Commentary: This feathered passenger ran ‘a-fowl’ of the guidelines


From the “You Are Now Entering the Twilight Zone” file, I submit for your consideration the following item: It was reported recently by Fox News that a passenger brought a turkey onto a Delta flight as an “emotional support” animal.

Yes, a turkey!

The passenger provided proper documentation that the turkey was her “therapy pet,” so Delta Airlines was forced to let the turkey board, even giving the bird its own seat. One photo showed the turkey receiving special VIP treatment as it was rolled through the airport to the gate on a wheelchair.

So, my question is, does this kind of behavior represent taking the notion of an “emotional support” animal to the absurd? I suggest it does.

There is scientific evidence that when dogs look at you with total devotion, it produces oxytocin, which helps you cope with fear.

But are you going to tell me that a turkey is going to elicit the same calming effect?

I don’t think so. And even if it did, there should be no place for a turkey on an airplane, forcing fellow passengers to cope with all kinds of potential problems.

Besides the possibility of fellow passengers having allergic reactions to dogs, cats or other support animals brought onto a plane, there is also the concern of the animal biting a passenger or crew member, which has happened. Airlines, while concerned about these issues, are more concerned about the fine imposed by the government if they refuse a legitimate support animal.

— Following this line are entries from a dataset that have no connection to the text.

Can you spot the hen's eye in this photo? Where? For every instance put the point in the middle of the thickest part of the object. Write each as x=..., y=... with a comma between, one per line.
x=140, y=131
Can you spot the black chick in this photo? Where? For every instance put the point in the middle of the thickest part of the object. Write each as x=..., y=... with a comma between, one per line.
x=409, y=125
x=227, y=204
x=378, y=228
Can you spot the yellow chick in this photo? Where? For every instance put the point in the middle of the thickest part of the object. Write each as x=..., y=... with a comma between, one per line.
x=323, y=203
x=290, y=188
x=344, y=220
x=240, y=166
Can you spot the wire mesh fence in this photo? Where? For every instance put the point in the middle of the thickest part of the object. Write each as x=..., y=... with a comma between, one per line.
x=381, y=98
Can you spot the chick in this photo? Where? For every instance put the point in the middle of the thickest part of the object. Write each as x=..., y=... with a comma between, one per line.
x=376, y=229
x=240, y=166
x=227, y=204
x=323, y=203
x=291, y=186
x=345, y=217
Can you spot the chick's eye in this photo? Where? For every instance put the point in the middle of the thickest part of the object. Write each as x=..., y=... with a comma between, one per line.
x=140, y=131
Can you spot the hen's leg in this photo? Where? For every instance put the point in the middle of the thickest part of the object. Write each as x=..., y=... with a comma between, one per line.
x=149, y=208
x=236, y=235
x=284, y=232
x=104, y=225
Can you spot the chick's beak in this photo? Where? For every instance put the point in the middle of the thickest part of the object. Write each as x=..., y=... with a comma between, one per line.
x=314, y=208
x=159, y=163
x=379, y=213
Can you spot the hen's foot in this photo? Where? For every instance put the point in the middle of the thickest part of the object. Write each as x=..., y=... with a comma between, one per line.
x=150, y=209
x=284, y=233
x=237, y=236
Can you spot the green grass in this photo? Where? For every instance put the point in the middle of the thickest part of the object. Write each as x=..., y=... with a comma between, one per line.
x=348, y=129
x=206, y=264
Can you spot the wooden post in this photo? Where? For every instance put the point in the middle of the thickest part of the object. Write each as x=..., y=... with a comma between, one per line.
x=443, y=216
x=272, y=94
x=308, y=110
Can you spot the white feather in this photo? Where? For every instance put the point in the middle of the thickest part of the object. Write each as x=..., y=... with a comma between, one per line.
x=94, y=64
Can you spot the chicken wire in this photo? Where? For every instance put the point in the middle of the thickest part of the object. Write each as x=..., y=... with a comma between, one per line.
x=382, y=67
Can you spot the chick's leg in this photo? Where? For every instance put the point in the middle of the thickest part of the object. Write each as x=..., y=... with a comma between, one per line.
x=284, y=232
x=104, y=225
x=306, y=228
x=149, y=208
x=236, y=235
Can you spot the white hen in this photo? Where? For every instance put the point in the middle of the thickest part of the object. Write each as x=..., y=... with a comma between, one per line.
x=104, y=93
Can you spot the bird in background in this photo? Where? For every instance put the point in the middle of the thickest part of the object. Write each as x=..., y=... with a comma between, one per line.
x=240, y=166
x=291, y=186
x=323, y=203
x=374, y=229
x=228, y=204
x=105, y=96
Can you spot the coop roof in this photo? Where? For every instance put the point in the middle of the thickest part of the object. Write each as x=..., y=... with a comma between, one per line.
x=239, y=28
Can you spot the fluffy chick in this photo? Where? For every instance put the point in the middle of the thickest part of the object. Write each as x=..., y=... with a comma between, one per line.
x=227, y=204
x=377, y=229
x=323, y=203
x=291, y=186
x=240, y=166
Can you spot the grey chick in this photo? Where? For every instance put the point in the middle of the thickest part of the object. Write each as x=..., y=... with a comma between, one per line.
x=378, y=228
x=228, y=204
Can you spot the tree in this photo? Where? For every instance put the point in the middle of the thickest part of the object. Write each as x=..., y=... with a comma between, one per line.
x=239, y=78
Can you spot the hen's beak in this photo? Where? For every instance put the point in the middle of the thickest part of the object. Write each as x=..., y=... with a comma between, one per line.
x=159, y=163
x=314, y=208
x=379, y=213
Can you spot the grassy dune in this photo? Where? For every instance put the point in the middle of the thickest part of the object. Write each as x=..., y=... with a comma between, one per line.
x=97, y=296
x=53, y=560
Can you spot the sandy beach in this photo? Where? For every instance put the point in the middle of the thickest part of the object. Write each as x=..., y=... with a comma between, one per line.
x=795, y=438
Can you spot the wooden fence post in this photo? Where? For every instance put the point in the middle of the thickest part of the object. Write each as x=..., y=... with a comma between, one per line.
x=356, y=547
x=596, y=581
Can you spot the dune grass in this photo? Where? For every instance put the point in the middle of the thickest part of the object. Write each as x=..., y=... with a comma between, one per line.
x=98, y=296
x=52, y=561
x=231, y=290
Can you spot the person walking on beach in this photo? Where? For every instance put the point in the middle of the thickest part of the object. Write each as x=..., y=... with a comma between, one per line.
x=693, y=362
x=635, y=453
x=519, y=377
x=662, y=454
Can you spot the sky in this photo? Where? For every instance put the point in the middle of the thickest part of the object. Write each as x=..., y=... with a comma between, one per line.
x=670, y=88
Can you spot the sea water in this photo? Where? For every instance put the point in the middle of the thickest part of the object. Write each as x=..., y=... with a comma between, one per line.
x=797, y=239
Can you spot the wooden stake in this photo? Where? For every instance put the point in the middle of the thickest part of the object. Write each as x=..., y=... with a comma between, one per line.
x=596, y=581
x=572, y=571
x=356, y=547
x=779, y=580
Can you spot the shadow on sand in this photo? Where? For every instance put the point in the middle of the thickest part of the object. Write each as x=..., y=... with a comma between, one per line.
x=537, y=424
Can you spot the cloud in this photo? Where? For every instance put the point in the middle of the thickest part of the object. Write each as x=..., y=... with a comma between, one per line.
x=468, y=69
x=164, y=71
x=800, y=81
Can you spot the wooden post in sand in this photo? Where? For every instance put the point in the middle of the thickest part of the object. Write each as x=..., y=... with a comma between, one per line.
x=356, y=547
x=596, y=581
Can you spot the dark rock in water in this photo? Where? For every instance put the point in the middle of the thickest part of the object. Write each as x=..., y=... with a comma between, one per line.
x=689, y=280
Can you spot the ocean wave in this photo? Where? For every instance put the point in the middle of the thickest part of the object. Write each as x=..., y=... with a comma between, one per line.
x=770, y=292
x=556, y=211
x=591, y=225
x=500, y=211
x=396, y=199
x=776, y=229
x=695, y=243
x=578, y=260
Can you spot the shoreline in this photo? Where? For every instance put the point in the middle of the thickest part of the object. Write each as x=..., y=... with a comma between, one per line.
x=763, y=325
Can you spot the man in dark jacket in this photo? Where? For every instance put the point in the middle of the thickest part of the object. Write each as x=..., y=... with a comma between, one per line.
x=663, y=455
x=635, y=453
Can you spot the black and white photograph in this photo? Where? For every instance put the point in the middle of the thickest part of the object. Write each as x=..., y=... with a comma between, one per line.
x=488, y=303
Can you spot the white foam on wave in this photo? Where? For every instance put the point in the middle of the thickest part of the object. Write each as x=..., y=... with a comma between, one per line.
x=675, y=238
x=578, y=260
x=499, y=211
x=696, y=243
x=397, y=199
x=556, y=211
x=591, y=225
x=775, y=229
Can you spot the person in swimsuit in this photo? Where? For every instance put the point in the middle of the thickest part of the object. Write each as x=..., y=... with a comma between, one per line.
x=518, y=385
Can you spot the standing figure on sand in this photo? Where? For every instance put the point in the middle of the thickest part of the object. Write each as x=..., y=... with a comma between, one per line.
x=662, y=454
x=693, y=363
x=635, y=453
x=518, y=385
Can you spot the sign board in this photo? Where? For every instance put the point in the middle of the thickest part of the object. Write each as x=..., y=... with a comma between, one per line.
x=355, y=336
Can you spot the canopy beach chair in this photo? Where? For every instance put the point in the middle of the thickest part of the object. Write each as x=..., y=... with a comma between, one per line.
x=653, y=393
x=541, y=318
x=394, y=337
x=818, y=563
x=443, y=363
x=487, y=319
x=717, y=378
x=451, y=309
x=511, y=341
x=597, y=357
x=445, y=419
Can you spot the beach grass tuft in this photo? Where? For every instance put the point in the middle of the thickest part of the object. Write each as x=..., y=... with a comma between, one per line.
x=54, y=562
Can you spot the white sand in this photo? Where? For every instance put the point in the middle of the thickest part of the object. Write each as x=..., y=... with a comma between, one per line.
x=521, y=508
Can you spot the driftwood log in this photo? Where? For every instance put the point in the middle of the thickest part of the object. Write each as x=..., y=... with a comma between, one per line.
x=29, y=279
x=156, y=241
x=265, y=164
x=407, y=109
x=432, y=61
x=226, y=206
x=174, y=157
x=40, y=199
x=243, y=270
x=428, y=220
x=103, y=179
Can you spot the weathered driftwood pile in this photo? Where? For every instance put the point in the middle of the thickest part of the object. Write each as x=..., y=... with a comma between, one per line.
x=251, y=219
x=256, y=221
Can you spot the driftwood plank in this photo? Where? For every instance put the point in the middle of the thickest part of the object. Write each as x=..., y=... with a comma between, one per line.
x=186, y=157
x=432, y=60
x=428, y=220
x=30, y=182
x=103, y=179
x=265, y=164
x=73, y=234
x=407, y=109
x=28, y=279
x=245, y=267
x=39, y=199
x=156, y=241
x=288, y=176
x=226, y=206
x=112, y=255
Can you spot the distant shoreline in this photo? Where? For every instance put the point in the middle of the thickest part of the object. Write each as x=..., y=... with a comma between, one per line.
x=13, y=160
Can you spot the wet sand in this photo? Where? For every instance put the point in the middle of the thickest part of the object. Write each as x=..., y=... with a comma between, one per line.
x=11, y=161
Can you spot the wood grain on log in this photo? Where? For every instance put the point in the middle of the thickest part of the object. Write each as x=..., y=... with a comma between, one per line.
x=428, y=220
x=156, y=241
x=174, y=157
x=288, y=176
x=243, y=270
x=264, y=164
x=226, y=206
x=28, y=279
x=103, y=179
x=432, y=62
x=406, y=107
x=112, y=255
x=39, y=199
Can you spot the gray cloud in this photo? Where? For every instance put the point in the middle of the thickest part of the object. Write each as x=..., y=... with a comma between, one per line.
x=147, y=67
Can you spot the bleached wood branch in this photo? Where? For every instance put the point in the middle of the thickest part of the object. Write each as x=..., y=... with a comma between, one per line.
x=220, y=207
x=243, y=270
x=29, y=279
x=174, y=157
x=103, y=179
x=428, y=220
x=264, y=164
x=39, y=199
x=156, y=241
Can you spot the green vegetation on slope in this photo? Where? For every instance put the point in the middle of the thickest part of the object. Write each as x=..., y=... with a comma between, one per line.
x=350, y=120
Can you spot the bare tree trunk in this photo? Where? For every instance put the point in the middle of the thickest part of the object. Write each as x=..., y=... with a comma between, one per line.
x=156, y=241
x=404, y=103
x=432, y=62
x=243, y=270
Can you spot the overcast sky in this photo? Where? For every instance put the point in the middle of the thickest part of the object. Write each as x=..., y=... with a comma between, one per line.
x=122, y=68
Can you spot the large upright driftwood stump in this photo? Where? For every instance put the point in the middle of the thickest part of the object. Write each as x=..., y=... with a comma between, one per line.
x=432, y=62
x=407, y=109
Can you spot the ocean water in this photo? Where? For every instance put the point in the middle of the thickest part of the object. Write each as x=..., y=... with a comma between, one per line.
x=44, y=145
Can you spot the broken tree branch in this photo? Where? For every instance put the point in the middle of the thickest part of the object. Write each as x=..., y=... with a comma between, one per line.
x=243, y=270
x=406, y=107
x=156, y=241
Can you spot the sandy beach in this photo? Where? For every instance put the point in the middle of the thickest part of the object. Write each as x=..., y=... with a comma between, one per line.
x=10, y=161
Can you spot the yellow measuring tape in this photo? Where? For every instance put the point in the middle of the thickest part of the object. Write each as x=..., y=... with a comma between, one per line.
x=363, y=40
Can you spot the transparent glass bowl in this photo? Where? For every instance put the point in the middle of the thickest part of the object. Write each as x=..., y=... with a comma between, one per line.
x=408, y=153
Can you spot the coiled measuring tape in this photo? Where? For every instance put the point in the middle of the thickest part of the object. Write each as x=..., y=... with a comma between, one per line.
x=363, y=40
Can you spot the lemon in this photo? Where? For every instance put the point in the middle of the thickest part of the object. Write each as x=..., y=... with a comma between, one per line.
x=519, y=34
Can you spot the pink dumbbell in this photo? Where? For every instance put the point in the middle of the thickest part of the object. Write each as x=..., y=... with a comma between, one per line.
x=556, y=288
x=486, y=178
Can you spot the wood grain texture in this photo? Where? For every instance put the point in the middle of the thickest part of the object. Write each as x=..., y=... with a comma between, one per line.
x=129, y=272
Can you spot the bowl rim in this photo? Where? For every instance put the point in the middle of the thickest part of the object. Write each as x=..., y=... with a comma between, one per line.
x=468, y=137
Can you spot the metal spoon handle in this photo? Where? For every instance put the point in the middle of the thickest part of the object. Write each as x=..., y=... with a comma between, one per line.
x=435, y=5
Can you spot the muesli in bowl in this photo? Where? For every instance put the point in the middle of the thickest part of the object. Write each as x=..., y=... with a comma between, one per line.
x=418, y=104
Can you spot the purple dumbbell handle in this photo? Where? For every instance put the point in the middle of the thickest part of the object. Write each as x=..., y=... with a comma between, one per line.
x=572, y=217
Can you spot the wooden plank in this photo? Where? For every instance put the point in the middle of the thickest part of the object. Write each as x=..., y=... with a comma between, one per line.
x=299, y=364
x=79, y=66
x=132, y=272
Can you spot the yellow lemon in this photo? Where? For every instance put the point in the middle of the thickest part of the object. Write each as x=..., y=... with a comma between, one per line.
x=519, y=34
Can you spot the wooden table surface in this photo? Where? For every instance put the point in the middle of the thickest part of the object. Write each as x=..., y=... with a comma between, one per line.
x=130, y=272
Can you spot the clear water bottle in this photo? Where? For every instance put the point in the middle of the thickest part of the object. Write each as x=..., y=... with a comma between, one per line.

According to the news report, airlines face fines for refusing requests for legitimate support animals, along with potential lawsuits by passengers who claim to “need” their support animals in order to cope with the stress of flying.

To complicate matters, the notion of a so-called “legitimate support animal” is itself being abused. The news report states that some passengers have faked their emotional support needs, gaming the system to avoid paying otherwise hefty fees to include their pet on a flight.

One must get a mental health professional to certify that a support animal is needed. And so it is not surprising to find out that the Internet now makes it easy to find sites that for a fee upward of $200, will provide the necessary letters (and animal support vests!) for anyone wanting documentation.

These support animals are not the same as trained service animals, who are formally trained to provide a specific function. If a psychologist is certifying a pet as an emotional support animal, he is stating that the patient has a diagnosable disability that requires the presence of an animal.

So, you see the problem if it is as easy as going to a phony online certification mill. The site has no way to know whether or not the person truly has a diagnosable disability. This makes it too easy to game the system, as it presently exists.

This is an area, like all others in psychology that requires specific training in order to become competent and understand the legal implications of making these kinds of disability determinations. They are not to be made lightly, as they will be at online certification mill sites.

I’ve been in private practice for 40 years and yet I would not risk making this kind of determination without training and without personally evaluating the person wanting the documentation. I would much rather help people learn the coping skills they need to manage their fears and anxieties about flying without resorting to using animals for emotional support.

Dr. STEVEN HENDLIN is a clinical psychologist in Newport Beach.